Patrick the purple dragon

dragoncoder047’s blog

random thoughts about nonrandom things

Order Up

← Previous: The God Language Next: The Lesser of Two Evils
Posted
By dragoncoder047

I’ve been tinkering with David Johnson-Davies’ uLisp interpreter for a while now. It’s designed to be small first and foremost, so that the core part that fits on the rather wimpy ATmega328 (i.e. an Arduino Uno) will still achieve maximum usefulness. Most of the optimization is achieved by storing the built-in function lookup table in flash, instead of RAM, so that there is more RAM available for the program.

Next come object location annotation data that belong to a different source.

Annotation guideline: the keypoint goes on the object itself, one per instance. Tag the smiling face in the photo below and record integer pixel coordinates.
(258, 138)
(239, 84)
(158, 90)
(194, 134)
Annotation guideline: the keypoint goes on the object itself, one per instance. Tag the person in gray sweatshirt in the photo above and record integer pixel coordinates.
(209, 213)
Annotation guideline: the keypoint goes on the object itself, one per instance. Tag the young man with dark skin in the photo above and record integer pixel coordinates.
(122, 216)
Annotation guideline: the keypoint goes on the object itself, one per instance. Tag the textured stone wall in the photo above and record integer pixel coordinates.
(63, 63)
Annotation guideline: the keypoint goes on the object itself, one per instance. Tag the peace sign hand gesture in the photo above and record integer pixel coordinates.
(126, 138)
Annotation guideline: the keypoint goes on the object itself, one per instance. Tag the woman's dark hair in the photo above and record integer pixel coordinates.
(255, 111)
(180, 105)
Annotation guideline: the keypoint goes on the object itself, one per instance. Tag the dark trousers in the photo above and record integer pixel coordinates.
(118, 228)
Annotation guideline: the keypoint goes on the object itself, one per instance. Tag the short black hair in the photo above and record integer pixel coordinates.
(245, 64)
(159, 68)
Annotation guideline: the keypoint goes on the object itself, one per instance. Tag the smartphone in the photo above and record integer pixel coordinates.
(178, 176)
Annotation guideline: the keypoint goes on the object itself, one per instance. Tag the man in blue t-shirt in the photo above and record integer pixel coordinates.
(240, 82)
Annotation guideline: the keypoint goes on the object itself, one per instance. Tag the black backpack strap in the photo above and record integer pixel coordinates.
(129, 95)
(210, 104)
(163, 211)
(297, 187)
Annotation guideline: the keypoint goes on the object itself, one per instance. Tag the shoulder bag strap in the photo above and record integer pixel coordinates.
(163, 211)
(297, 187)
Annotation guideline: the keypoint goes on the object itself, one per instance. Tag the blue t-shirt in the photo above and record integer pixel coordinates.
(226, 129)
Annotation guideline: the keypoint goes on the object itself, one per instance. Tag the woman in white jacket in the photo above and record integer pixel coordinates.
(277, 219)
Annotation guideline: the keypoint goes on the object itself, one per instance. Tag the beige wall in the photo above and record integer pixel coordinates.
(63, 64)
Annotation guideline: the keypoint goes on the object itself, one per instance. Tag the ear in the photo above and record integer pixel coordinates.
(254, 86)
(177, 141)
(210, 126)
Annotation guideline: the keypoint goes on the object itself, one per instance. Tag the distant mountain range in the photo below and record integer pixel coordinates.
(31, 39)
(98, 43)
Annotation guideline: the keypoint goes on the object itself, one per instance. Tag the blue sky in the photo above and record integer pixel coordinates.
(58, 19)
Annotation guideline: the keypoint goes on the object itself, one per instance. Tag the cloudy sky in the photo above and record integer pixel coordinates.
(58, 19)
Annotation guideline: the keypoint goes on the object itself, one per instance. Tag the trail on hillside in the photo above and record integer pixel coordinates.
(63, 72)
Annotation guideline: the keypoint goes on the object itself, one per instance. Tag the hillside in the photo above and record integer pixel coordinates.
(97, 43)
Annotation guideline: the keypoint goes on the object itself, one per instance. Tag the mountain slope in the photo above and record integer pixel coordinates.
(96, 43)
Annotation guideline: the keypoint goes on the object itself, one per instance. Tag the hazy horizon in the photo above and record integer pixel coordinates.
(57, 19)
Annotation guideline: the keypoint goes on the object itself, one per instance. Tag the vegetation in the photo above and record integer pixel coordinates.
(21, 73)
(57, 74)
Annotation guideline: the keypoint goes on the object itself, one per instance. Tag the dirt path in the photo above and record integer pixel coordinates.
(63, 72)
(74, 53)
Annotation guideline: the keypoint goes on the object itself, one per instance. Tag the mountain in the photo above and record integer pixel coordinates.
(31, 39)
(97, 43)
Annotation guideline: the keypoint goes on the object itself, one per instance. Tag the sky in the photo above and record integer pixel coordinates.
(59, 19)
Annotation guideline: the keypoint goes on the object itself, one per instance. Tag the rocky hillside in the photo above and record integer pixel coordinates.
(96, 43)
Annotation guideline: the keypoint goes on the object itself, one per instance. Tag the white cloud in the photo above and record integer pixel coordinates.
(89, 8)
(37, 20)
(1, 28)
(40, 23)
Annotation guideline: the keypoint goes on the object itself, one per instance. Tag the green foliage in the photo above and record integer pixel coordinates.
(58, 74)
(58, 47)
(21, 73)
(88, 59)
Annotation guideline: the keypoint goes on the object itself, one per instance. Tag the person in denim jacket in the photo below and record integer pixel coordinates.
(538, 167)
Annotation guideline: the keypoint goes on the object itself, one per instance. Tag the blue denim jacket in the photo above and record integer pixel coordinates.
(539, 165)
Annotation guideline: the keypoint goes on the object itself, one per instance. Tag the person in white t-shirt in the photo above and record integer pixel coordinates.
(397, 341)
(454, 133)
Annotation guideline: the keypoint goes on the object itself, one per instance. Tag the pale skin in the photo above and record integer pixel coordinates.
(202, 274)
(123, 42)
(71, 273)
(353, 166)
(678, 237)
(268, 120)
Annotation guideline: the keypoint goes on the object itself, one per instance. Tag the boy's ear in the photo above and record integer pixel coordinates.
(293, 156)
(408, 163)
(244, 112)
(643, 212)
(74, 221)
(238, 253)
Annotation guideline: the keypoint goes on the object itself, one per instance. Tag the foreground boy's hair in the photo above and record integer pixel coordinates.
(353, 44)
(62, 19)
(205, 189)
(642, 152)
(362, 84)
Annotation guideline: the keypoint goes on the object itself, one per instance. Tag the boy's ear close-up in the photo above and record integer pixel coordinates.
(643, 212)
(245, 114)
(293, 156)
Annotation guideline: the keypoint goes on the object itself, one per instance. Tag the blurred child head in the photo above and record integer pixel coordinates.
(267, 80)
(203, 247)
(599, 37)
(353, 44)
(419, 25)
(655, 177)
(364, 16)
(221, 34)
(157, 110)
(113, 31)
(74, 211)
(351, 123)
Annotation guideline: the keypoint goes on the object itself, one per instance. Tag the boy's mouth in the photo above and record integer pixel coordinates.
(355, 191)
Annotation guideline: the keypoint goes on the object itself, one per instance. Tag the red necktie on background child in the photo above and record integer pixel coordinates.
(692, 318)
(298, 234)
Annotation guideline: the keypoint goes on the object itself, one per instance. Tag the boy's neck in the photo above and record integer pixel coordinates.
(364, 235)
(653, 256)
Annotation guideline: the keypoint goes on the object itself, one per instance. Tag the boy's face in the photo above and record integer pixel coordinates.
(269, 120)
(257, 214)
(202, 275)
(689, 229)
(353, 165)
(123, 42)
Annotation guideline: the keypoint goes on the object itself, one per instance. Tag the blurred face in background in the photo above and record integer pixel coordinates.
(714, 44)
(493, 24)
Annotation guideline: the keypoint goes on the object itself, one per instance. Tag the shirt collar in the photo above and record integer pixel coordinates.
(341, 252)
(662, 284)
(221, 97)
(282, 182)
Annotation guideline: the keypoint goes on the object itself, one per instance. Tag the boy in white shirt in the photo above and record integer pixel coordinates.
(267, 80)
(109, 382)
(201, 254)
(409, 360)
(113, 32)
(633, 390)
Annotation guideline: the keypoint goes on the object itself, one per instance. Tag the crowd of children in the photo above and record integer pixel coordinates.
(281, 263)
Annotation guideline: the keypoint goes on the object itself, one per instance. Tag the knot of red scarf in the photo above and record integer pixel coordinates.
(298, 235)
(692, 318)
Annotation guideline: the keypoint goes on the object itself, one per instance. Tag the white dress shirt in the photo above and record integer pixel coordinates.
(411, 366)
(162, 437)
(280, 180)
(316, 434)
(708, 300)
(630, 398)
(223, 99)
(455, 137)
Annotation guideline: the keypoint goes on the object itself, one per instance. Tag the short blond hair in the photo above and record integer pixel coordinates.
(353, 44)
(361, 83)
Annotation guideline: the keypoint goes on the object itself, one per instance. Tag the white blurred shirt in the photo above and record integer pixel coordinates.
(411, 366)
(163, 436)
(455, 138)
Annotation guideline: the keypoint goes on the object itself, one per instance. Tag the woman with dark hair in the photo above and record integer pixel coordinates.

One of the core data types in Lisp is a stream. They are used to provide input and output to the program, and the typical microcontroller has no less than four of them, corresponding to the types of data buses that the microcontroller can have: UART, SPI, I2C, SD, etc., as well as the types builtin to Lisp itself, such as streams that read from or print to an in-memory string. David’s solution seemed kind of strange to me, as he defined a lookup table of the names of all built-in streams, and then each stream object in memory simply contained in index into that table. The strange part was that the actual function pointers to print to and read from each stream were not in an actual C++ table (which is probably what I would have done); David created lookup functions that when passed the index to the names table, returned the coresponding print or read function pointer.

That weirdness also makes it a little difficult for extension authors like myself to add new streams to uLisp. The current extension facility David added in version 4.4 only supports adding new functions, keywords, and special forms. Everything else, such as special global variables, reader macros, new types, and new streams, must be manually patched into the uLisp source file.

I started to think about how to re-implement the whole uLisp type system to add more flexibility. The first change was simple: David had again made the rather strange design choice to have built-in functions hold the index of their lookup table entry, rather than the actual memory address. This means when actually operating on up the lookup table entry’s data, an extra operation must be done (that of indexing the table to get the actual entry).

The second change was to completely re-implement streams. As well as making it easier to add new streams, I also wanted to remove a couple limitations of streams, such as the fact that file streams store the open file object in a global variable and not the actual stream object; the consequences of this is that you can only have two files open at once: one for reading, one for writing.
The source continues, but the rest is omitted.